As apparent from FIGS. 2 (a) and 2 (b), when poly-L-lysine and paraformaldehyde were not added to the yeast-containing solution, the yeast which appeared white was aggregated, whereas It can be seen that are dispersed uniformly.

Thereafter, when the microorganism sample dispersed in an aqueous solution containing poly-L-lysine and paraformaldehyde was observed with an atomic force microscope (SPM-9500, manufactured by Shimadzu Corporation), good results were obtained because the sample was dispersed. Was done.

[0016]

According to the present invention, a microorganism sample can be prepared at a high density.
It can be observed in a highly dispersed state.
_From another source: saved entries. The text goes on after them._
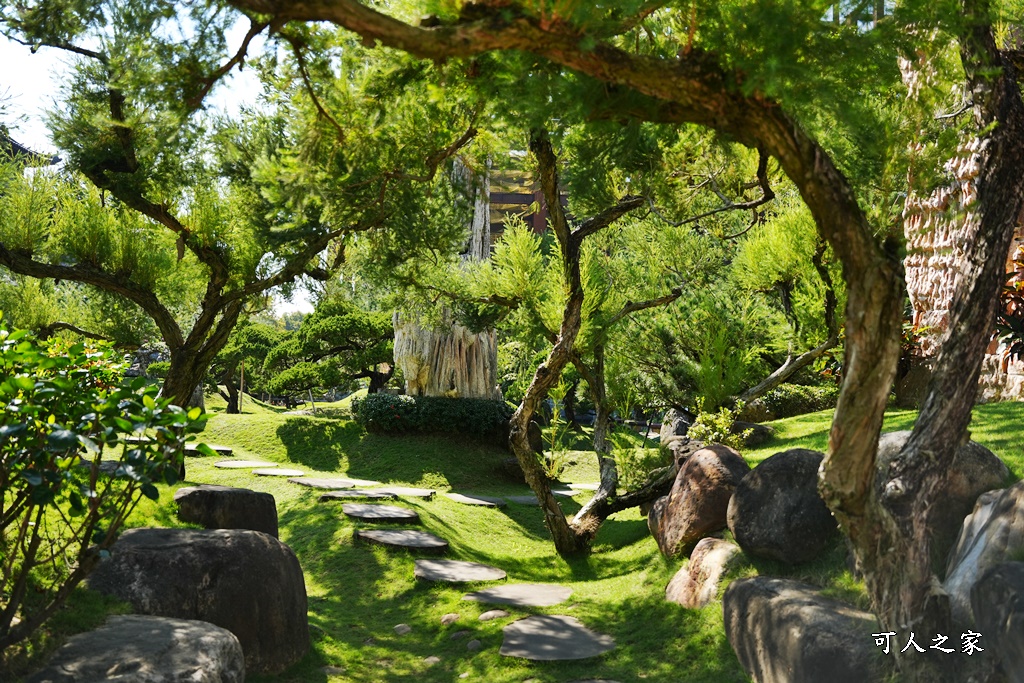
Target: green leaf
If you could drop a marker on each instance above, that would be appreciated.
(61, 439)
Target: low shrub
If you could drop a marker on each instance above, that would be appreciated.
(791, 399)
(384, 413)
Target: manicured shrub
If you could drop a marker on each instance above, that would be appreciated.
(791, 399)
(384, 413)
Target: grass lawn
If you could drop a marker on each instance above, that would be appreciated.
(357, 594)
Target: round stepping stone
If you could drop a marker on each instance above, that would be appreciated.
(406, 538)
(553, 638)
(336, 482)
(456, 571)
(484, 501)
(280, 472)
(492, 614)
(408, 491)
(522, 595)
(243, 464)
(355, 494)
(379, 513)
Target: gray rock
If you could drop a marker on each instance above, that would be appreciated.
(492, 614)
(456, 571)
(695, 585)
(224, 507)
(757, 434)
(278, 472)
(354, 495)
(379, 513)
(246, 582)
(147, 649)
(975, 470)
(483, 501)
(997, 600)
(783, 631)
(407, 538)
(675, 423)
(333, 482)
(522, 595)
(991, 535)
(698, 501)
(776, 511)
(553, 638)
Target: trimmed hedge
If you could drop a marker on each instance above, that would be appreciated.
(385, 413)
(792, 399)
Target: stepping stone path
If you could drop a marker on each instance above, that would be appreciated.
(279, 472)
(193, 449)
(243, 464)
(339, 482)
(484, 501)
(522, 500)
(406, 538)
(379, 513)
(456, 571)
(551, 638)
(354, 494)
(522, 595)
(409, 492)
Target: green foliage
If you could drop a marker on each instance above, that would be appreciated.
(385, 413)
(65, 408)
(792, 399)
(716, 427)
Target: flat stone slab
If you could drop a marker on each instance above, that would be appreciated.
(279, 472)
(243, 464)
(192, 449)
(133, 647)
(406, 538)
(522, 595)
(522, 500)
(409, 492)
(376, 513)
(334, 482)
(456, 571)
(355, 494)
(552, 638)
(485, 501)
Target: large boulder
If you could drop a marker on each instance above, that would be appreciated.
(147, 649)
(991, 535)
(783, 631)
(695, 585)
(225, 507)
(975, 469)
(698, 500)
(776, 511)
(997, 600)
(244, 581)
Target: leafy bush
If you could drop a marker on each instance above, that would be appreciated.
(717, 427)
(60, 511)
(791, 399)
(386, 413)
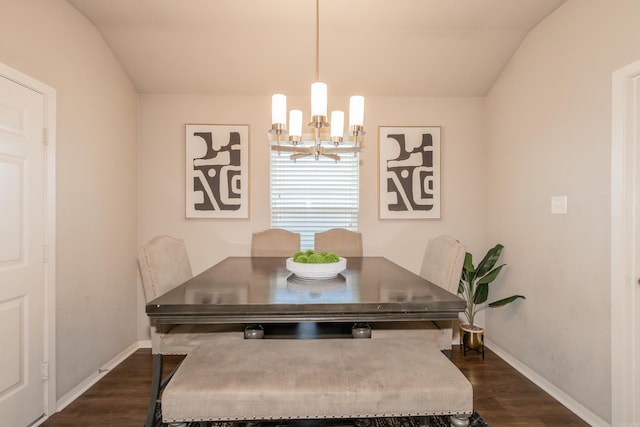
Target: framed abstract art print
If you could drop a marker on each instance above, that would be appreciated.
(217, 171)
(409, 172)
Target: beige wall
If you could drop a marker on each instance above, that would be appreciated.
(96, 193)
(161, 174)
(548, 134)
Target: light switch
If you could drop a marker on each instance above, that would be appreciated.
(559, 204)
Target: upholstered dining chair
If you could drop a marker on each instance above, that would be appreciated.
(164, 264)
(441, 265)
(274, 242)
(343, 242)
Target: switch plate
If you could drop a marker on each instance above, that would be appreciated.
(559, 204)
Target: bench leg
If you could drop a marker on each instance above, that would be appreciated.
(361, 330)
(459, 420)
(252, 332)
(156, 381)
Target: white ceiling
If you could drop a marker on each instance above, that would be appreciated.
(367, 47)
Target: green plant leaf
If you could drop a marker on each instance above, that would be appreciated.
(506, 301)
(489, 260)
(481, 294)
(468, 270)
(491, 276)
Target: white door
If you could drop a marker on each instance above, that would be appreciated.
(625, 247)
(22, 269)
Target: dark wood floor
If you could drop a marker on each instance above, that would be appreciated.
(502, 396)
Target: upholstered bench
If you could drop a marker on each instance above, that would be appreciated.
(312, 379)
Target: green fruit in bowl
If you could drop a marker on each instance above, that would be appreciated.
(310, 257)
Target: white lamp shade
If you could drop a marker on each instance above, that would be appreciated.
(337, 124)
(356, 111)
(319, 99)
(295, 123)
(278, 109)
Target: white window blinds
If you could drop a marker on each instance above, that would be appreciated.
(310, 196)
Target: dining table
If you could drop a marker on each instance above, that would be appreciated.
(261, 290)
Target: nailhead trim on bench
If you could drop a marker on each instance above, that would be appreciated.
(314, 379)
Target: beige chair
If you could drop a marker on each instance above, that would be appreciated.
(274, 242)
(164, 264)
(343, 242)
(441, 265)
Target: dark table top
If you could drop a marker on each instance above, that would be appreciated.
(262, 290)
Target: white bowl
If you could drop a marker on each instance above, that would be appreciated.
(316, 271)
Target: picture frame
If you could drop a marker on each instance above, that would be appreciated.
(217, 171)
(409, 172)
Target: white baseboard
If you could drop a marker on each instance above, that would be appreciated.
(77, 391)
(581, 411)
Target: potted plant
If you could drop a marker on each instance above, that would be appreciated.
(474, 288)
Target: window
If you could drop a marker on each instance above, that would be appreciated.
(309, 196)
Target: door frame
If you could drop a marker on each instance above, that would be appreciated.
(49, 251)
(625, 127)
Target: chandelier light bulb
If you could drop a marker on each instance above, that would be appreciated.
(278, 109)
(337, 124)
(295, 123)
(356, 111)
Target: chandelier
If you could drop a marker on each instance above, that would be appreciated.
(320, 143)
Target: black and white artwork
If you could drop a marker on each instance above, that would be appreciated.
(217, 171)
(409, 172)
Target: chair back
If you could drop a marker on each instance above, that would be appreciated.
(275, 242)
(344, 242)
(443, 261)
(164, 264)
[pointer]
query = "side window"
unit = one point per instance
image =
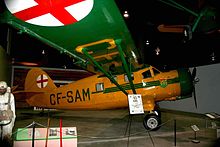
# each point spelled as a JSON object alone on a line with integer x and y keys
{"x": 146, "y": 74}
{"x": 99, "y": 86}
{"x": 126, "y": 78}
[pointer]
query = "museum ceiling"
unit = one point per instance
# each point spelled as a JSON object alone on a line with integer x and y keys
{"x": 161, "y": 48}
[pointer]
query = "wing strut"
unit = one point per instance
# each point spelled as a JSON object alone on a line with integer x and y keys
{"x": 180, "y": 7}
{"x": 118, "y": 42}
{"x": 83, "y": 49}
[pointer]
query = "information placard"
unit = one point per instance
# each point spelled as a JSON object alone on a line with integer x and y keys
{"x": 135, "y": 104}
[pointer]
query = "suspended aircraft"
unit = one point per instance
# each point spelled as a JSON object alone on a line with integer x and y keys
{"x": 95, "y": 35}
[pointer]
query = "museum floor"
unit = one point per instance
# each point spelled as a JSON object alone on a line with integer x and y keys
{"x": 111, "y": 128}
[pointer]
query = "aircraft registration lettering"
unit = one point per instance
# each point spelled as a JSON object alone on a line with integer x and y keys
{"x": 70, "y": 96}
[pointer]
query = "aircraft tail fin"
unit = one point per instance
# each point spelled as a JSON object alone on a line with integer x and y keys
{"x": 38, "y": 80}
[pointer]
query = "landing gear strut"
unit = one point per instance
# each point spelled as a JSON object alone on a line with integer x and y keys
{"x": 152, "y": 121}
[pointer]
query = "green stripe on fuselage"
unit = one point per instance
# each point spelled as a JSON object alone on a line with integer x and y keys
{"x": 140, "y": 85}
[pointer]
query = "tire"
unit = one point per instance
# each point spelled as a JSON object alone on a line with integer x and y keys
{"x": 152, "y": 122}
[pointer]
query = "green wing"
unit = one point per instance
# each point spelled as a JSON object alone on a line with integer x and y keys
{"x": 101, "y": 32}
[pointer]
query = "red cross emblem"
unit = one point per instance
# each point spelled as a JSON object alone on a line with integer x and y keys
{"x": 53, "y": 12}
{"x": 42, "y": 81}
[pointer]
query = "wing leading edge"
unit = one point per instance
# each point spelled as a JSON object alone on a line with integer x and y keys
{"x": 97, "y": 32}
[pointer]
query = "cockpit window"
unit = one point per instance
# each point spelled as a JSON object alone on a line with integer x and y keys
{"x": 146, "y": 74}
{"x": 126, "y": 77}
{"x": 155, "y": 71}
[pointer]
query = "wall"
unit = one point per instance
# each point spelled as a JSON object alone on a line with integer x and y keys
{"x": 207, "y": 93}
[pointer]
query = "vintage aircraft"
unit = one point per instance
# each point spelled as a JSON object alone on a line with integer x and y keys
{"x": 95, "y": 35}
{"x": 204, "y": 19}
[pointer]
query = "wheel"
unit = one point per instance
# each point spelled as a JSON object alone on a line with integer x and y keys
{"x": 152, "y": 122}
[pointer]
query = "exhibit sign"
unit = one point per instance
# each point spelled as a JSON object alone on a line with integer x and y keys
{"x": 24, "y": 137}
{"x": 135, "y": 104}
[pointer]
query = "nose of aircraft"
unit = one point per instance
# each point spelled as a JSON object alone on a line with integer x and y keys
{"x": 186, "y": 82}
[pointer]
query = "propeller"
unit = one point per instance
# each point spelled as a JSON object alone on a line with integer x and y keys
{"x": 195, "y": 80}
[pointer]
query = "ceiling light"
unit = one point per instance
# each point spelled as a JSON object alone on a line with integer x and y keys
{"x": 147, "y": 42}
{"x": 157, "y": 50}
{"x": 126, "y": 15}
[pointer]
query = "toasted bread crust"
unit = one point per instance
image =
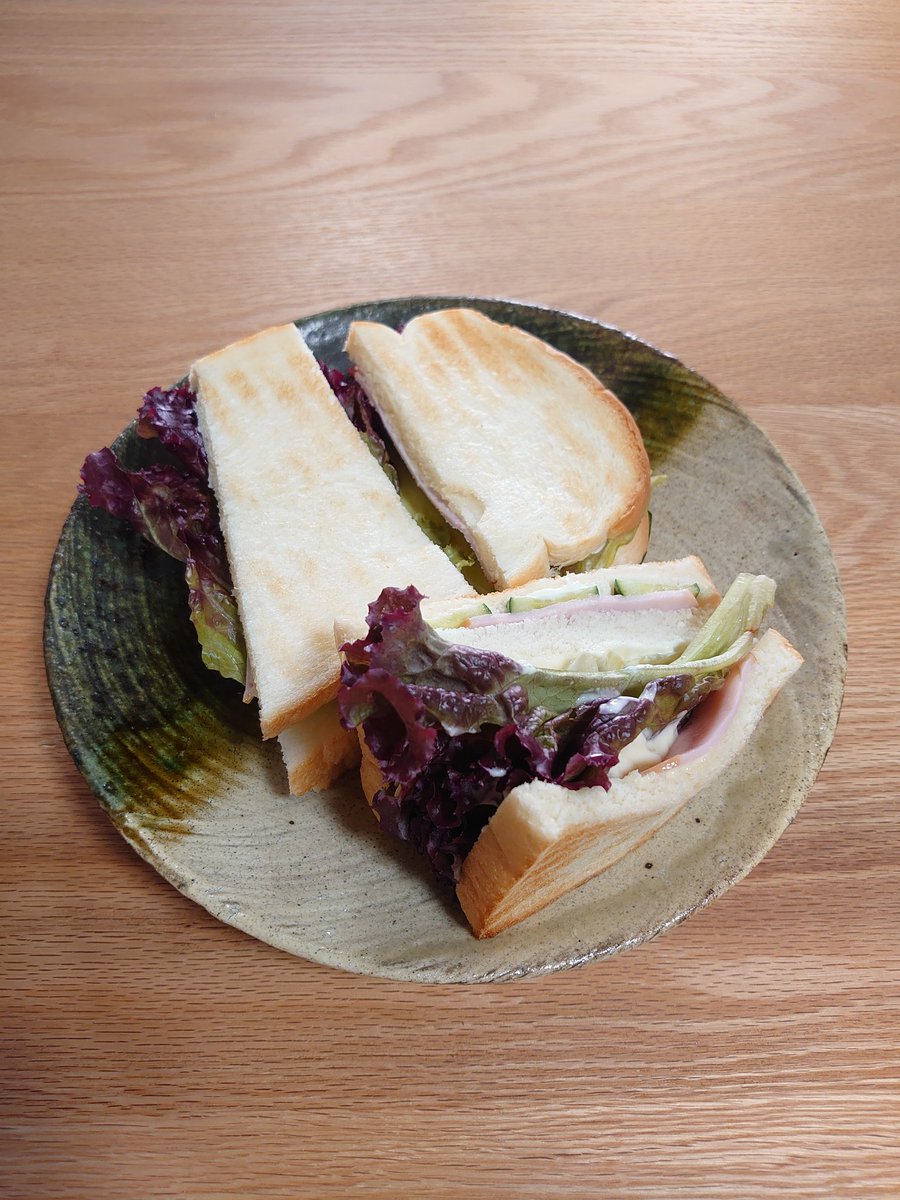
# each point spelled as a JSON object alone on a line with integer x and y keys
{"x": 318, "y": 750}
{"x": 453, "y": 385}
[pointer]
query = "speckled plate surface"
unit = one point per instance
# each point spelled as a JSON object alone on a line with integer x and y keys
{"x": 175, "y": 759}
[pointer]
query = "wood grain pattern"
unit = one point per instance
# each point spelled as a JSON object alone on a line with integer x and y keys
{"x": 721, "y": 179}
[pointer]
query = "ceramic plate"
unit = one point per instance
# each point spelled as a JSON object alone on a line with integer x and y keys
{"x": 175, "y": 759}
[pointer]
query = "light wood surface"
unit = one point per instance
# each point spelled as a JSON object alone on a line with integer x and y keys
{"x": 723, "y": 179}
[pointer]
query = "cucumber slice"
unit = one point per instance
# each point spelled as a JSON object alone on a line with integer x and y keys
{"x": 461, "y": 615}
{"x": 526, "y": 604}
{"x": 642, "y": 587}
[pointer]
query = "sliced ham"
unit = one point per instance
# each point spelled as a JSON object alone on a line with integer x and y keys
{"x": 709, "y": 721}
In particular, when poly-L-lysine and paraformaldehyde are used in combination, the dispersing effect is large, and the effect of weakening (sterilizing) the infectivity of microorganisms also occurs.

[Brief description of the drawings]

BRIEF DESCRIPTION OF THE DRAWINGS FIG. 1 (a) A diagram in which a solution containing poly-L-lysine was previously dropped onto a cover glass to observe yeast. (B) A diagram in which yeast was observed without using poly-L-lysine.

FIG. 2 (a) A diagram of yeast observed by adding poly-L-lysine and paraformaldehyde to a solution containing yeast. (B) A diagram of yeast observed without using poly-L-lysine and paraformaldehyde.

Claims (2)

[Claims] 1. A method for observing a microorganism sample, comprising dispersing the microorganism sample in an aqueous solvent and observing the microorganism sample with a scanning probe microscope. 2. The method for observing a microorganism sample according to claim 1, wherein the aqueous solvent is poly-L-lysine or an aqueous solution containing poly-L-lysine and paraformaldehyde.